A video from Google promoting the security of its data centers has revealed that Iris ID provides the tech giant with biometric authentication for physical access control. Multiple generations of Iris ID products have been used in security systems from integrators Siemens, Tyco and ADT, and IrisAccess has been implemented in data centers in the U.S., Ireland, Finland and Belgium as well as Asia.

A real-time public facial recognition system with biometric technology from NEC and integration by DataWorks Plus is being deployed by police in New Zealand, according to a new report. The news has caused debate about how transparent New Zealand police have been, as the system increases from capturing 15,000 images per year to 150,000.

BitVenture Marketing Manager Carla van Straten identifies financial services, medicine, recruitment and telecommunications as four industries seeing particular improvements in digital onboarding with biometric identity verification in a Biometric Update guest post. The implementation of biometric selfies is already allowing companies in these industries to reduce the complexity and length of processes that leads to abandonment, while reducing risk, van Straten argues.
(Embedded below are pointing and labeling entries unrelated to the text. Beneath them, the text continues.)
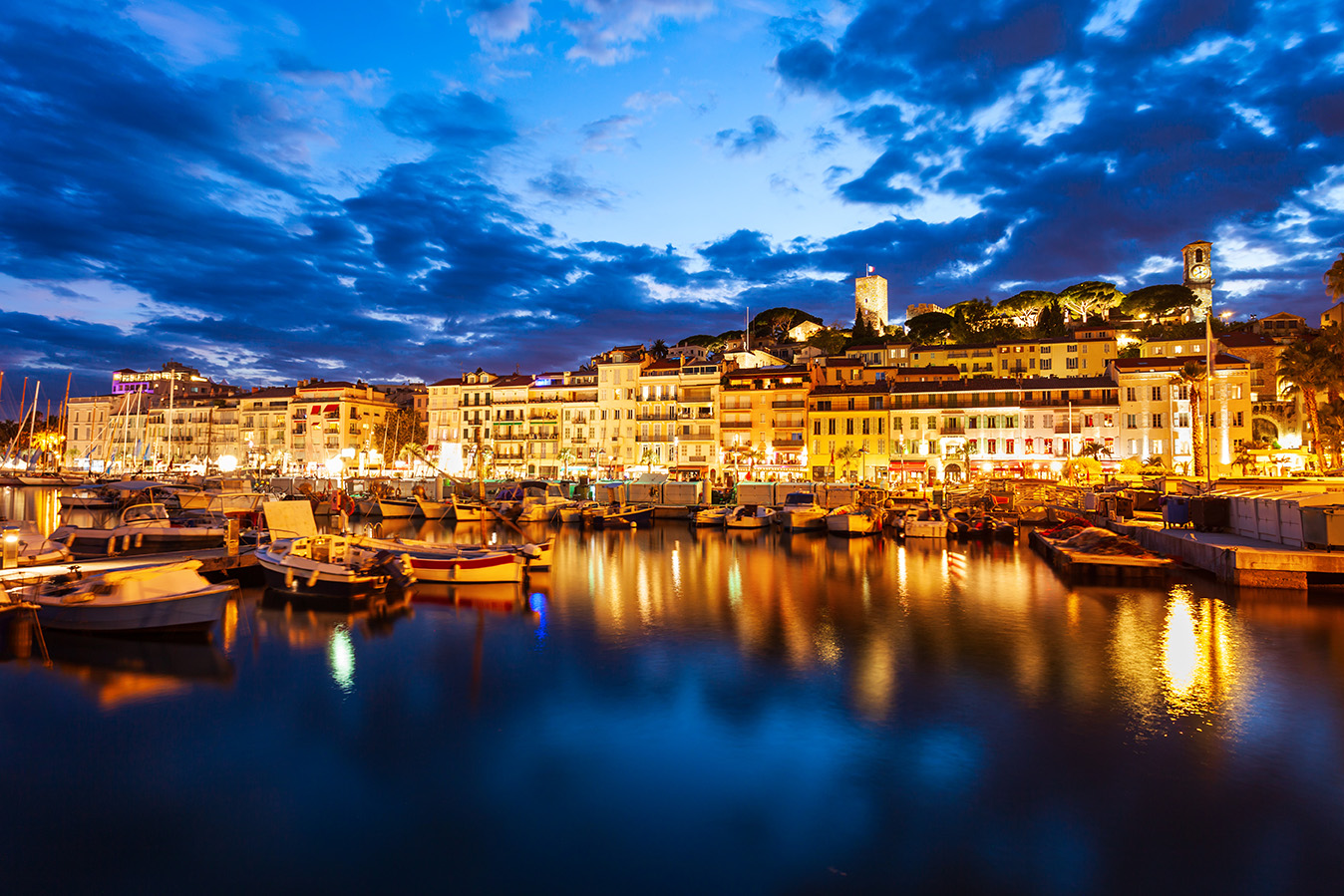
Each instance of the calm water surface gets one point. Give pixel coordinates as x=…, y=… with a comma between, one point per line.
x=692, y=711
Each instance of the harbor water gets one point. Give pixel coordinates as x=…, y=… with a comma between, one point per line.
x=674, y=711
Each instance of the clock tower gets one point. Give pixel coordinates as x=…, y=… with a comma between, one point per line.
x=1199, y=275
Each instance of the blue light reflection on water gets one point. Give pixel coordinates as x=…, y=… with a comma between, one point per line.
x=761, y=717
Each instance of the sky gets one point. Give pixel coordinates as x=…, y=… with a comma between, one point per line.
x=408, y=189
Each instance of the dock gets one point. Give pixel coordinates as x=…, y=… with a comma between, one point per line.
x=214, y=563
x=1231, y=559
x=1078, y=567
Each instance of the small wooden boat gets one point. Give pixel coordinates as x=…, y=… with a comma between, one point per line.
x=802, y=512
x=714, y=514
x=34, y=549
x=168, y=597
x=749, y=516
x=855, y=520
x=333, y=567
x=144, y=528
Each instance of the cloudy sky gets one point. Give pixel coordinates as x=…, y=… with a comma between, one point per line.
x=410, y=188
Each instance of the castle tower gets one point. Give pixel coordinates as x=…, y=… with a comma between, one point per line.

Redrock Biometrics Co-founder Hua Yang recently discussed the company’s technology and its applications from payments to establishing digital identity on Soar Payments’ PayPod podcast. Other topics covered include connections made through Wells Fargo’s accelerator program, palm biometrics compared to other modalities, matching encrypted tokens without decrypting them, and its PalmID-X palm print and vein technology.

As educators turn to remote proctoring technologies to help them maintain the trustworthiness of examination results, the proctoring solutions themselves are being graded, with mixed results. CNN  reports on a petition against the technology’s use by students at the University of Wisconsin-Madison, a 900 percent increase in growth by Proctorio, according to its CEO, and one professor who used the software earlier this year, but is not planning to again.